2.2 Les éléments qui favorisent ou déclenchent la croissance numérique

Le premier élément qui favorise la croissance numérique est de donner la priorité à l’évangélisation. La mission de l’Église est considérée avant tout comme celle d’aller « à la recherche des brebis perdues », d’aller au-devant des personnes qui ne font pas partie de la communauté. Les Églises qui se développent ont une philosophie de croissance : leurs activités sont choisies en fonction de ce but ; le pasteur parle régulièrement, dans ses homélies, de cette orientation fondamentale de la communauté.
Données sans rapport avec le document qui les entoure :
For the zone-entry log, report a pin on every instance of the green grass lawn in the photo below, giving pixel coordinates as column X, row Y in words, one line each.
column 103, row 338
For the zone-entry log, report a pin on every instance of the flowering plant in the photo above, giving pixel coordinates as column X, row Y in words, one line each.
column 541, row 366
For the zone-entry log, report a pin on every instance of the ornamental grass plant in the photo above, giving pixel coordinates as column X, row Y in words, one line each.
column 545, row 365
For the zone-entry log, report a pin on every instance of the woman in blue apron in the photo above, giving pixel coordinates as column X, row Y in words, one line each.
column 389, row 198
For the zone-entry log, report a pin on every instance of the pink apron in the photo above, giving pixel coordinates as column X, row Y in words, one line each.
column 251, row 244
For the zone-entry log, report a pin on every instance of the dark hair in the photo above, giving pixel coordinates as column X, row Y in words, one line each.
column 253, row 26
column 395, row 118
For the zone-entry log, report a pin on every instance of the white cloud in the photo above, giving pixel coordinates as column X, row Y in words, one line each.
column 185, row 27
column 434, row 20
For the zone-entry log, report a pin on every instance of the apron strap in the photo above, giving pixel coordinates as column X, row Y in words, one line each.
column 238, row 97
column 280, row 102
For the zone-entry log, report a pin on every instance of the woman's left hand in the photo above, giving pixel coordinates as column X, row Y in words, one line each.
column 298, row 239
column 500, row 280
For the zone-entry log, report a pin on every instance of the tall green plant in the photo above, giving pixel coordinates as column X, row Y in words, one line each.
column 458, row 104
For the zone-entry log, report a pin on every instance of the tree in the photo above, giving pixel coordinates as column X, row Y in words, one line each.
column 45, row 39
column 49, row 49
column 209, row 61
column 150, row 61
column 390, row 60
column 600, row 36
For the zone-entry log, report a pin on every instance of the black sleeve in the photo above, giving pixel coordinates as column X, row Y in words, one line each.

L’évangélisation fait partie de la nature de l’Église, c’est sa façon de vivre[23]. Elle est comprise comme une entreprise qui réconcilie les hommes et les femmes avec Dieu, forme des disciples et implique les chrétiens dans les activités de l’Église.

Le deuxième élément qui favorise la croissance est de donner beaucoup d’importance à la prière, la vision et la foi[24]. Les Églises en croissance possèdent une vision claire de ce qu’elles sont appelées à faire. Cette vision procède de la prière, de la foi et de l’observation des besoins du milieu. Elle s’élève au-dessus du statu quo et est réaliste afin que les membres de l’Église puissent y croire et la suivre. Les responsables présentent les étapes à suivre afin ne pas se perdre dans une vision, certes belle, mais qui relèverait du rêve plutôt que d’un projet réalisable et planifié[25]. Les Églises en croissance insistent sur l’importance de la prière et du rôle de l’Esprit dans l’évangélisation. C’est grâce à l’Esprit Saint que les membres se sentent animés du désir de témoigner de leur foi[26].

Le troisième élément qui favorise la croissance est une bonne connaissance de la communauté chrétienne et du milieu dans lequel elle est implantée. Cette connaissance du milieu permet de mieux formuler la vision. Il s’agit de cerner les forces de la communauté chrétienne[27] et de savoir qui l’on veut rejoindre, qui l’on peut rejoindre et comment les rejoindre[28]. En connaissant mieux les spécificités de son milieu, on aura d’autant plus de chance de discerner les services qui permettront de répondre aux besoins spécifiques du milieu[29]. Les activités de l’Église doivent répondre aux attentes du milieu et faire de la communauté chrétienne un lieu d’accueil, d’ouverture et de recherche de personnes nouvelles[30].

Le quatrième élément concerne le leadership de la communauté chrétienne. Les dirigeants doivent savoir organiser leur communauté pour le futur, ils pensent à l’avance, observent et précisent son rôle dans son environnement. Ils scrutent les possibilités du milieu, formulent une vision pour l’avenir et communiquent cette vision de manière à motiver les membres de l’Église à la suivre[31]. L’assurance doit les animer ainsi qu’un enthousiasme communicatif[32]. Ils ne doivent pas tout faire eux-mêmes, mais au contraire, déléguer responsabilités et pouvoir et que le plus grand nombre de personnes s’engagent dans l’évangélisation, soient formés et envoyés[33]. Il ne s’agit pas pour eux de se servir des chrétiens pour réaliser leurs plans et leurs objectifs personnels, mais plutôt, en inversant la pyramide de l'autorité, de les aider à exercer de réelles responsabilités[34].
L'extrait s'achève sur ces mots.